No dia em que decidi abandonar a vocação para a música, o mundo perdeu um viola-baixo sofrível. Dadas as minhas limitações técnicas, comecei por me candidatar ao lugar de guitarra-ritmo de uma banda que dava os seus primeiros passos. Mas o problema deles era que não estavam satisfeitos com a “performance” do esforçado manuseador do instrumento de quatro cordas que originava as notas mais graves. Nunca tinha experimentado tocar tal coisa. Mas, animado de espírito empreendedor e de gosto pelos novos desafios, aceitei o convite para uma “audição”. Fui aceite. Acho que apreciaram, sobretudo, o estilo das piadas que o nervosismo e a vontade de não falhar me inspiraram. O facto de não demonstrar relutância perante o ecletismo do repertório também deve ter ajudado. De Peter Frampton a Led Zeppelin, era só pedir. Após umas horas a escutar os temas exigidos, lá conseguia alinhar as notas, sem erros dignos de registo.
A bateria é o primeiro elemento de fascínio que um adolescente sente pelo rock. Segue-se a guitarra. Passados esses primeiros tempos de deslumbramento, o ouvido concentra-se noutros terrenos. Mais discretos mas não menos importantes. Lembro-me de ter começado a dar atenção ao trabalho de Roger Glover, através da audição dos discos dos Deep Purple. E julgo que, a partir daí, Michael Rutherford, John Paul Jones, Chris Squire e muitos outros passaram a ocupar um lugar especial entre os meus músicos preferidos. Cada novo tema que escutava fornecia uma oportunidade para detectar, por detrás da muralha de guitarras e sintetizadores, o que andavam aqueles executantes a fazer com o objectivo de assegurarem os alicerces sobre os quais se erguiam os edifícios sonoros que me enchiam os ouvidos.
Ainda hoje é assim. Logo numa primeira audição, dou por mim a dar particular atenção ao trabalho do baixo eléctrico ou do contrabaixo. Daí que tenha decidido fazer um lista incompleta e altamente discutível de dez malhas de baixo que me vêm à memória de repente e sem grande reflexão. Para já, fiquemo-nos pela pop/rock. Então é assim:

“Bourée” – Jethro Tull – Bach reconstruído, com “swing” e boa técnica.
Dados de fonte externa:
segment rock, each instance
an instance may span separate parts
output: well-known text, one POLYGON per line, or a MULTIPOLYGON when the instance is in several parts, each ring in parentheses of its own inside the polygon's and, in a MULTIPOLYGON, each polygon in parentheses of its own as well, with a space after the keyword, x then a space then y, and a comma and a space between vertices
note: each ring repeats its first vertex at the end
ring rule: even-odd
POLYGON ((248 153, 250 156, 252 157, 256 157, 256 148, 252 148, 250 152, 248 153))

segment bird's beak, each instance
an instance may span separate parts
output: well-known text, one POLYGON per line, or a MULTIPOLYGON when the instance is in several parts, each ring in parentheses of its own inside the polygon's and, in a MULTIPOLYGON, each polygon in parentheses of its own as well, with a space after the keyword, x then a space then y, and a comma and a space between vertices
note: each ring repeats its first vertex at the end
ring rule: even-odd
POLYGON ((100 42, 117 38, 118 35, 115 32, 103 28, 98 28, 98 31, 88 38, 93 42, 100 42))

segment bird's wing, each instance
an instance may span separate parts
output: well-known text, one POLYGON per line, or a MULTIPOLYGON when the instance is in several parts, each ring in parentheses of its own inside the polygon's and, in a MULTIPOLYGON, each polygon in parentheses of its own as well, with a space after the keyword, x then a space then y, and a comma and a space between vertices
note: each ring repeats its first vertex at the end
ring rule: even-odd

“The Love Cats” – The Cure – Um som poderoso e profundo como só o contrabaixo é capaz.

“Melting Pot” – Booker T & The MG’s – Quando o baixo entra é outra música.

“Walk On The Wild Side” – Lou Reed – Na verdade, são dois baixos: um eléctrico e outro acústico.

“Once In A Lifetime” – Talking Heads – Com duas notas apenas se põe o melómano com a espinha arrepiada.

“Pictures Of Home” – Deep Purple – É preciso aguardar quase pelo fim do tema para desfrutar do melhor rasgo de sempre de Glover.

“Sultans Of Swing” – Dire Straits – Por debaixo das guitarras ornamentadas está um bloco grave e seguro como uma rocha.

“Peace Frog” – The Doors – Não fôra a entrada em cena do baixo e que força restaria ao “riff” da guitarra com o pedal “wah-wah”?

“Voices Inside My Head” – The Police – Escutei a linha do baixo pela primeira vez no concerto da banda no Estádio do Restelo, em 1980. Adesão imediata.

“Money” – Pink Floyd – O tempo é um 7/8. E o “riff” é um clássico de Roger Waters. Incontornável.